Now that I've got all of this content from my blog, it's time to satisfy my curiosity. How much have I written in the past four years? This little script should give me a rough estimate:
posts.items.reduce(0) do |word_count, post|
word_count + post.content.gsub(/<[^>]+>/,'').split.count
end
This snippet of code accumulates a simple count of all words separated by whitespace in all of the post content. It also removes all HTML tags before doing each word count on a post so that I don't erroneously count large strings of stuff that the Google Blog editor has put in tags. It does leave in JavaScript code that I wrote, and I figured that's fine because I did write it after all, even if it's viewed instead of read.

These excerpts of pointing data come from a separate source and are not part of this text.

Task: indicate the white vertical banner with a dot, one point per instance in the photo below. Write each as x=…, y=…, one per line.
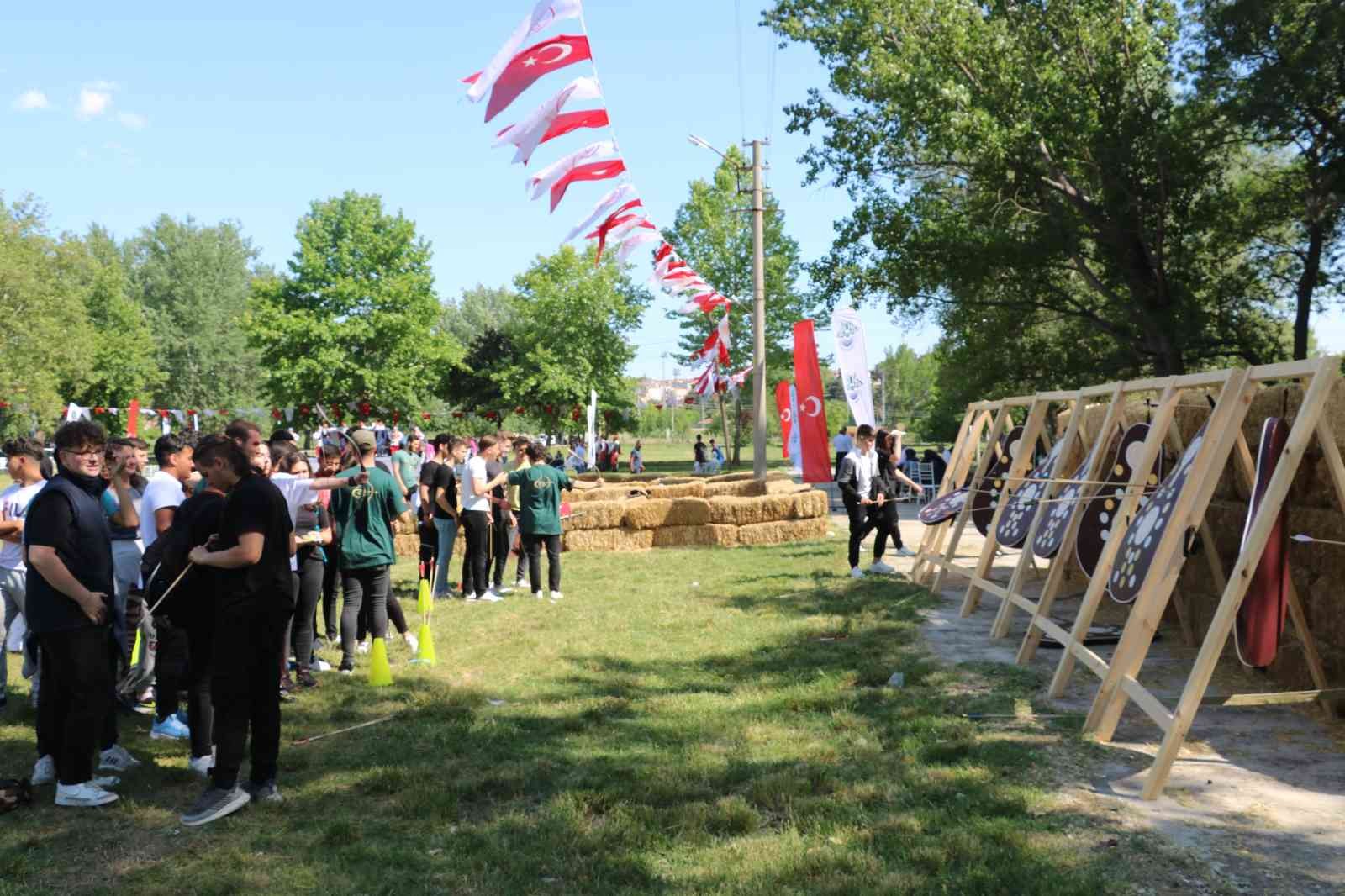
x=591, y=435
x=795, y=443
x=853, y=360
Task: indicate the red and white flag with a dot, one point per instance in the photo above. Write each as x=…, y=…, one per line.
x=526, y=67
x=592, y=171
x=636, y=241
x=544, y=179
x=619, y=195
x=717, y=343
x=537, y=128
x=545, y=13
x=813, y=414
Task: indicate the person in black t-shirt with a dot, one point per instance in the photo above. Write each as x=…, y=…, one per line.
x=255, y=599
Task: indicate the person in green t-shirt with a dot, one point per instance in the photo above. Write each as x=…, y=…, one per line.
x=540, y=515
x=367, y=517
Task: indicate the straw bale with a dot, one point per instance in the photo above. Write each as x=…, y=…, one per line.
x=744, y=512
x=777, y=533
x=685, y=490
x=598, y=514
x=708, y=535
x=609, y=540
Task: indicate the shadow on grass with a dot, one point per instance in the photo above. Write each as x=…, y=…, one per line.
x=778, y=767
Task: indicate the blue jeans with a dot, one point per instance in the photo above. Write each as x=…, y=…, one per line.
x=447, y=530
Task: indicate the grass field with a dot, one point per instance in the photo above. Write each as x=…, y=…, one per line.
x=709, y=721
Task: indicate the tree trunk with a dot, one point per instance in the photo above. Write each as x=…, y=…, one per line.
x=1306, y=284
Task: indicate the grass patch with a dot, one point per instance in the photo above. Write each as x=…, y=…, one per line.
x=685, y=721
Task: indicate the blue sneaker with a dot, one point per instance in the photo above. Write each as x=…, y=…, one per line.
x=170, y=730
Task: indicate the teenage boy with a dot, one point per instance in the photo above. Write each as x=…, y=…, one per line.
x=255, y=600
x=69, y=609
x=367, y=515
x=24, y=463
x=858, y=479
x=477, y=522
x=540, y=514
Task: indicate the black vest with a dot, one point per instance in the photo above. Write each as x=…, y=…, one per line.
x=91, y=562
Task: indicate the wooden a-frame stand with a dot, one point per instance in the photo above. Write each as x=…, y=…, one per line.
x=1223, y=439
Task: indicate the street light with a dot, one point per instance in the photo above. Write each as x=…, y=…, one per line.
x=757, y=299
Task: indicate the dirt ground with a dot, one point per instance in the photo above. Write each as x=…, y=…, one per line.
x=1257, y=797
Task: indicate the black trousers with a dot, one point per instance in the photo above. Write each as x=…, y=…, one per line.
x=242, y=688
x=331, y=584
x=309, y=588
x=862, y=521
x=201, y=714
x=499, y=549
x=888, y=528
x=76, y=701
x=533, y=548
x=477, y=524
x=361, y=586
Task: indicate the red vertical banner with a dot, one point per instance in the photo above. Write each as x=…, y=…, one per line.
x=813, y=412
x=782, y=408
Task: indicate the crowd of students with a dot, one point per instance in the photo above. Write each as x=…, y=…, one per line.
x=206, y=577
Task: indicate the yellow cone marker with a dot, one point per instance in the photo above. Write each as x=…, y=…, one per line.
x=380, y=673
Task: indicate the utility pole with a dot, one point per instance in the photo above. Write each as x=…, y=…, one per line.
x=757, y=311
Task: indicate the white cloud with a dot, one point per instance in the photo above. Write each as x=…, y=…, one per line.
x=92, y=103
x=31, y=100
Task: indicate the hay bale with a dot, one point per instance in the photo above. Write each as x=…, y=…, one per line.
x=681, y=490
x=598, y=514
x=778, y=533
x=746, y=512
x=706, y=535
x=609, y=540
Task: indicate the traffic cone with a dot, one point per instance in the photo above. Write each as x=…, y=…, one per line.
x=427, y=646
x=380, y=673
x=424, y=603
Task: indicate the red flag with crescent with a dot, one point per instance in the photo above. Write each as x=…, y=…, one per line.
x=813, y=412
x=528, y=66
x=782, y=408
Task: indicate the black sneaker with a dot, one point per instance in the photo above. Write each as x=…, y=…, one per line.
x=215, y=804
x=264, y=793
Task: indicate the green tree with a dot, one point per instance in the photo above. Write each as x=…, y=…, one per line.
x=1032, y=170
x=124, y=360
x=1275, y=69
x=716, y=240
x=571, y=334
x=194, y=282
x=46, y=340
x=356, y=315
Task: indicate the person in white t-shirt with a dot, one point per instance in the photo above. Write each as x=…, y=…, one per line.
x=24, y=463
x=477, y=522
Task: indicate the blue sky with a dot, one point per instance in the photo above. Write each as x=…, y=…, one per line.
x=249, y=112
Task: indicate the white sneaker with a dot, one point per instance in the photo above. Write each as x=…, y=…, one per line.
x=44, y=771
x=85, y=794
x=116, y=759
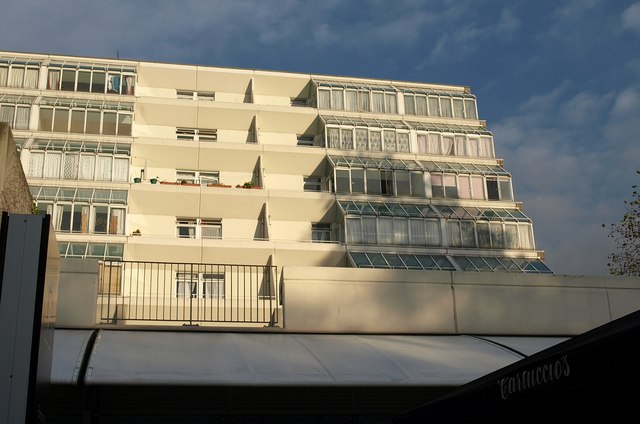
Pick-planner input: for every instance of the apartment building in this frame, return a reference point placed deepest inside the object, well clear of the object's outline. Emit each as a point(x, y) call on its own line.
point(158, 162)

After running the script, I come up with nearly 385,000 words. Not too shabby for four years of writing. I bet if I had kept up the once-per-week writing schedule I had going for the first two years, I would be over half a million words by now. There's always a higher target to shoot for, I guess.That's probably enough for a Barely Adequate Guide. We explored how to access the Google Blogger API in Ruby code using an API key, download an entire blog's content and images, and do a word count of the content. The Google APIs have tons more features, and give you access to the whole suite of Google tools from within your application code. If you get into accessing your private stuff through the API, like Drive or Analytics, you'll need to use OAuth 2.0 authentication. The easiest way to do that in Ruby is using the googleauth library. It's pretty amazing what's available now. Have fun exploring.